Bu oturumda söz alan LGBTİ+ örgütlerinin temsilcileri, Kadın Koalisyonu’nda, LGBTİ+ hareketin daha çok kapsanmasına ve transfeminizm tartışmalarının daha fazla yer bulmasına ihtiyaç duyulduğunun altını çizdiler ve LGBTİ+ kavramlar, genel ahlak, toplum ahlakı ve kurulmaya çalışılan aile yapısı üzerinde bir çalışma yapılmasını önerdiler. Ayrıca LGBTİ+’lara yönelik şiddettin çok arttığını ve LGBTİ+lara açılan davalara katılımın çok az olduğunu dile getiren Berfu Şeker, “Nefret propagandası var şu anda, çok yalnız bırakılıyorlar. Bugün LGBTİ+ hakları yarın anayasa. Biz bu konuda ‘ne diyoruz’u ortaya koymamız gerekiyor” dedi.

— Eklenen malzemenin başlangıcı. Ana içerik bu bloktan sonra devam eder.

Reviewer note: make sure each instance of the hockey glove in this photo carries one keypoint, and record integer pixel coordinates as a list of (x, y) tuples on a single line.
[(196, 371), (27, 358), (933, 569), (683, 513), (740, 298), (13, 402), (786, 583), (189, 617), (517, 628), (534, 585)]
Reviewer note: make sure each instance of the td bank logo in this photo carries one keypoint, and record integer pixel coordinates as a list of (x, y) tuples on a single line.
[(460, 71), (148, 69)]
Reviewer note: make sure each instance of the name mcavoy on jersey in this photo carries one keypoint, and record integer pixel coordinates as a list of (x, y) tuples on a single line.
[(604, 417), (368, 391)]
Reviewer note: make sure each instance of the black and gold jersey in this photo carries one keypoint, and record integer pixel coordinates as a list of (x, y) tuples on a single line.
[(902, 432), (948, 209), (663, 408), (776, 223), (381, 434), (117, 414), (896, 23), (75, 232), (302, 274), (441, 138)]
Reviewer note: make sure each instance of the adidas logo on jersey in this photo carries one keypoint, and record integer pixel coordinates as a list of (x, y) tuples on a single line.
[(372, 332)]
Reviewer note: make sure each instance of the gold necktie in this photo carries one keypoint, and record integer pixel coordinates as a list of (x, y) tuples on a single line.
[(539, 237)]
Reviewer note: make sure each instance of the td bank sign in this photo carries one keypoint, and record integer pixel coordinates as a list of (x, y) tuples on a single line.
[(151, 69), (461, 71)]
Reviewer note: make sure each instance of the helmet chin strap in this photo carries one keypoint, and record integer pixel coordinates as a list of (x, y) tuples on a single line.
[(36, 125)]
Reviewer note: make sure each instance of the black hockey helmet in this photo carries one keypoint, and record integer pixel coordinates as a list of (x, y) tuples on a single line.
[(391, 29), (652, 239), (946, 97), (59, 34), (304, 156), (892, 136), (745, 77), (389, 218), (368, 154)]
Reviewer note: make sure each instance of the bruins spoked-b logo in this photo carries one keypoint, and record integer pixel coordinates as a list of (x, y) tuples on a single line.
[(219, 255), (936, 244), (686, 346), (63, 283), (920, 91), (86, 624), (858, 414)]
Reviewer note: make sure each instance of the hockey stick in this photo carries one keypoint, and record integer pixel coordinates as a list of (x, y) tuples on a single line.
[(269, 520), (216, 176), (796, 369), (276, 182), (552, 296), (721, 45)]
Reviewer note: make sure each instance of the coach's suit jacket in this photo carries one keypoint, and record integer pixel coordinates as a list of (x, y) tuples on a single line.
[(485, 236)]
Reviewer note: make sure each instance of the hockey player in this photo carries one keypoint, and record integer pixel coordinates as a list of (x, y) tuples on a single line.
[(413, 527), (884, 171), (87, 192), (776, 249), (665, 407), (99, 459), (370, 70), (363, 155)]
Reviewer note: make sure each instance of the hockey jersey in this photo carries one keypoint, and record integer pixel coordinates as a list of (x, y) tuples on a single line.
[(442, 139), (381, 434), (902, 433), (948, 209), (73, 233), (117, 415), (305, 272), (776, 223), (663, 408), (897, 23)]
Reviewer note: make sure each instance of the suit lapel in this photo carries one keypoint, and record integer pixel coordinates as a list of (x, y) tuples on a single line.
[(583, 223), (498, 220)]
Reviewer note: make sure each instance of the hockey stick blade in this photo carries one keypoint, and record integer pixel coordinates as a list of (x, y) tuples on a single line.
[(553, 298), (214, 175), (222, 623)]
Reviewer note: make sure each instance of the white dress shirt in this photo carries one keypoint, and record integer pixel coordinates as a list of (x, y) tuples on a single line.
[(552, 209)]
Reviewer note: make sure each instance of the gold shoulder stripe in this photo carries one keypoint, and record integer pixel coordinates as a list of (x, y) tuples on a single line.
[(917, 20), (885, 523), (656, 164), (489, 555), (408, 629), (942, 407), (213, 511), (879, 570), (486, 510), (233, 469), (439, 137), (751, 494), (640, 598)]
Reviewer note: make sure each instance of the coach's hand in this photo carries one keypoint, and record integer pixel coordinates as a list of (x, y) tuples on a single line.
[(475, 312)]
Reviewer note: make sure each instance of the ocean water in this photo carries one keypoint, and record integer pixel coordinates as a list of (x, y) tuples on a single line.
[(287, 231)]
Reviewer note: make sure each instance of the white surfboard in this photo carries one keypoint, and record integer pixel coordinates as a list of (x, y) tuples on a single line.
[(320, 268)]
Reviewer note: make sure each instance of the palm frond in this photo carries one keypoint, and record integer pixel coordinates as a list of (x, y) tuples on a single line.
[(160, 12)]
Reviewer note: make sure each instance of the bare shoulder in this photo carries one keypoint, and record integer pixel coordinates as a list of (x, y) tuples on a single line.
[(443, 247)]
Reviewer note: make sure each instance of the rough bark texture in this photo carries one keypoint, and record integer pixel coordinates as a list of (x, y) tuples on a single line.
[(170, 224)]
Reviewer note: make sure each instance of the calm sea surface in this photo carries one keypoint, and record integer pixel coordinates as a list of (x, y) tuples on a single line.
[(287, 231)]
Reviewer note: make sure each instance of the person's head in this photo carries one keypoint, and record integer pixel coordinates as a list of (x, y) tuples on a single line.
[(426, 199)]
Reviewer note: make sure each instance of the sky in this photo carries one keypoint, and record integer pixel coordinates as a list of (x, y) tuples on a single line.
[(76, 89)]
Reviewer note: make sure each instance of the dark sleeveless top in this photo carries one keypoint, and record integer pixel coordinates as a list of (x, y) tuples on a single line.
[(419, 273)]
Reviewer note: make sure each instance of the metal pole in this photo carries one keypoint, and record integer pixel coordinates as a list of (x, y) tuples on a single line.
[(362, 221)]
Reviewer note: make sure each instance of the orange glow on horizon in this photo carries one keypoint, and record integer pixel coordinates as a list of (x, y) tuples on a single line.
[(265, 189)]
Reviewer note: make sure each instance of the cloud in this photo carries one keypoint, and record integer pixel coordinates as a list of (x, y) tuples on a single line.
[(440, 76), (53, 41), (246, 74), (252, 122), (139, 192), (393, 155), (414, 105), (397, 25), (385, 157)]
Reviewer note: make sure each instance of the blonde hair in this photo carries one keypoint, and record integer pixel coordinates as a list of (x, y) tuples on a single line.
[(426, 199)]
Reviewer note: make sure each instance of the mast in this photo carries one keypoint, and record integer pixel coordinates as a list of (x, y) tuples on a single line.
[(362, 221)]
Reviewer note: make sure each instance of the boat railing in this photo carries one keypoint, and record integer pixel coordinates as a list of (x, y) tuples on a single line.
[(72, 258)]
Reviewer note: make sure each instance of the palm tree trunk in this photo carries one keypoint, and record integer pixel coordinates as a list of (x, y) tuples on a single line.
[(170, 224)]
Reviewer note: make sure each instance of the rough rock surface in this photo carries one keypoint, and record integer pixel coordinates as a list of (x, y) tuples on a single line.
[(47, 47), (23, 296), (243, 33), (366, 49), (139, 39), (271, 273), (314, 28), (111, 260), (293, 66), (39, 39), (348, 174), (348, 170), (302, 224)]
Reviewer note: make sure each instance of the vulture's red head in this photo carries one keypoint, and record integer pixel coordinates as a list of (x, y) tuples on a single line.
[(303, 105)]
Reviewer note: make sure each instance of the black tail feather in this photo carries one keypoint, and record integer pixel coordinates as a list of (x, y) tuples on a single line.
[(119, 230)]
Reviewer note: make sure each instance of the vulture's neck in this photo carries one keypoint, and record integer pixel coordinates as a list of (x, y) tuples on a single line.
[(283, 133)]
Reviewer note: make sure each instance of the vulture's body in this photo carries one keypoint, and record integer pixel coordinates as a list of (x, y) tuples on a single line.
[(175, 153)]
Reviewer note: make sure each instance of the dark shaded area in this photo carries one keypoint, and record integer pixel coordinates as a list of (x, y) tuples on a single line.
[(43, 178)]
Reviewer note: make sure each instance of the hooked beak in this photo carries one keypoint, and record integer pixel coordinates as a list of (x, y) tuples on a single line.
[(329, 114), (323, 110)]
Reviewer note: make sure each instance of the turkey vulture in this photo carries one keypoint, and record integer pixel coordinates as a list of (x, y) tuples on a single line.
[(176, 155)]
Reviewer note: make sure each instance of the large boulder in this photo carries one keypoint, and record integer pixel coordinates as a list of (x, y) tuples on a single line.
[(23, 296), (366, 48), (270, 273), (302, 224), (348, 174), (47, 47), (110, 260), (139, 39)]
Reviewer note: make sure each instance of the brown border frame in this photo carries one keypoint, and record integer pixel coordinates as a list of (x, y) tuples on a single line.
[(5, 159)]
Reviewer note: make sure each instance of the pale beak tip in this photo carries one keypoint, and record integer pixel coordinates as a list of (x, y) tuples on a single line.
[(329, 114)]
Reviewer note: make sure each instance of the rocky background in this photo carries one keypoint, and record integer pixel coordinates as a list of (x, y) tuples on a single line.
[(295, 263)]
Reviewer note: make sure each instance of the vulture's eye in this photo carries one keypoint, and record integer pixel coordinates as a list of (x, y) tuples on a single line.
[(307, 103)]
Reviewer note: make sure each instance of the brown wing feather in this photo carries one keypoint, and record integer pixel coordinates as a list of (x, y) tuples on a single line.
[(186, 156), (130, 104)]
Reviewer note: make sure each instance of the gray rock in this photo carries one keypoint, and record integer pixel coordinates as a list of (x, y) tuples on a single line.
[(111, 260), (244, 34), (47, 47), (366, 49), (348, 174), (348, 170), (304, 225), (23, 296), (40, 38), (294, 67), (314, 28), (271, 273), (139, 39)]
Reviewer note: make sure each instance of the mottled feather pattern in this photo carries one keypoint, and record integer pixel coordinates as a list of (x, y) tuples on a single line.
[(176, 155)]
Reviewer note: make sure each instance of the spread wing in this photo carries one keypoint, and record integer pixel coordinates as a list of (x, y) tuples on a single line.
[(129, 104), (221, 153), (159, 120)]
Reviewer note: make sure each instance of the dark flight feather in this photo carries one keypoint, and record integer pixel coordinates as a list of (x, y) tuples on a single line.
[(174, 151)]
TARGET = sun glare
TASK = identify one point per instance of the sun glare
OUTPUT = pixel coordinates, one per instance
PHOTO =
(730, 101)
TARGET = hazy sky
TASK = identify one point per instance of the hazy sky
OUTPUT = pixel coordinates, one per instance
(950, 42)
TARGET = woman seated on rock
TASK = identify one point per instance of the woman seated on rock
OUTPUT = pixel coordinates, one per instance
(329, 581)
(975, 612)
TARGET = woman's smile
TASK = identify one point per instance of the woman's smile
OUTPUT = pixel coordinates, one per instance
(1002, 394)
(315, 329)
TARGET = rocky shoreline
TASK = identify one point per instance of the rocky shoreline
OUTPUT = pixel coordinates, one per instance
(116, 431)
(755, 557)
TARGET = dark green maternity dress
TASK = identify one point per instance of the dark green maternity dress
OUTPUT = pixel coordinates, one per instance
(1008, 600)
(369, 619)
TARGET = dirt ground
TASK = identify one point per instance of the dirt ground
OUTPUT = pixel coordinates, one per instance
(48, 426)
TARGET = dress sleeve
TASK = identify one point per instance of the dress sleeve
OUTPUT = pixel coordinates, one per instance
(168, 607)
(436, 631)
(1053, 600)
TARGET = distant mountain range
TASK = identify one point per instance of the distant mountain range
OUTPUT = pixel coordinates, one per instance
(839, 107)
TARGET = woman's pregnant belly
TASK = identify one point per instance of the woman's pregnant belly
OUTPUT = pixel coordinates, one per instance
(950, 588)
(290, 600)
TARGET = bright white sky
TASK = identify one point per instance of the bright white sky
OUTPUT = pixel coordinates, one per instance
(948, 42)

2015 sonrası LGBTİ+lara yönelik artan şiddete dikkat çeken Kaos GL’den Seçin Tuncel ise, “LGBTİ+ meselesine dair aslında ‘ne oluyor?’ sorusunu sormak gerekiyor kendimize. LGBTİ+ hakları meselesine herkes aynı şekilde bakmasa da bunu değiştirebiliriz. Koalisyon üyelerine yönelik kapsayıcılık ya da çeşitlilik gibi atölyeler yapabiliriz. 2015 sonrası LGBTİ+lara yönelik inanılmaz bir şiddet var. Koalisyon bu konularda yanımızda oluyor ama belki biraz daha fazla ses çıkarmak daha iyi olabilir” diye konuştu.
2023 seçimlerinin güvenli ve eşitlikçi bir ortamda yapılması için Kadın Koalisyonu’nun tüm illerde çalışmalar yapması önümüzdeki dönemin hedefleri arasında yer aldı. Ayrıca üniversitelerde de izleme çalışması yapılması ve gençlere ulaşılmasının yolları üzerinde tartışmalar yürütüldü.
Demans teşhisi üzerinden 578 gün geçmesine rağmen hâlâ tahliye edilmeyen Aysel Tuğluk için yapılan 1000 Kadın kampanyasının Türkiye sınırlarını aşarak pek çok yerde desteklendiği ve bu sayede ortak bir mücadele hattı kurmanın başarıldığına dikkat çekildi.
Son olarak “Birbirimize Sahip Çıkıyoruz” oturumunda İran’da katledilen Masha Amini anıldı ve “Jin, Jiyan, Azadi” sloganıyla İran’da direnen kadınlar selamlandı.
Toplantıda, Fındıklı Korosu ve Yaşamevi Korosu kadınların gönderdiği videolar büyük ilgi gördü ve coşkuyla izlendi.
Kadınlar toplantı boyunca #KadinKoalisyonu20yasinda etiketiyle sosyal medyada da seslerini duyurdu.
Herkesin, kendisi için bir anlamı, anısı olan bir eşyasını bıraktığı takas masası sayesinde toplantıya katılan kadınlar, buradan bir başkasının anısını yanlarına katarak ayrıldılar.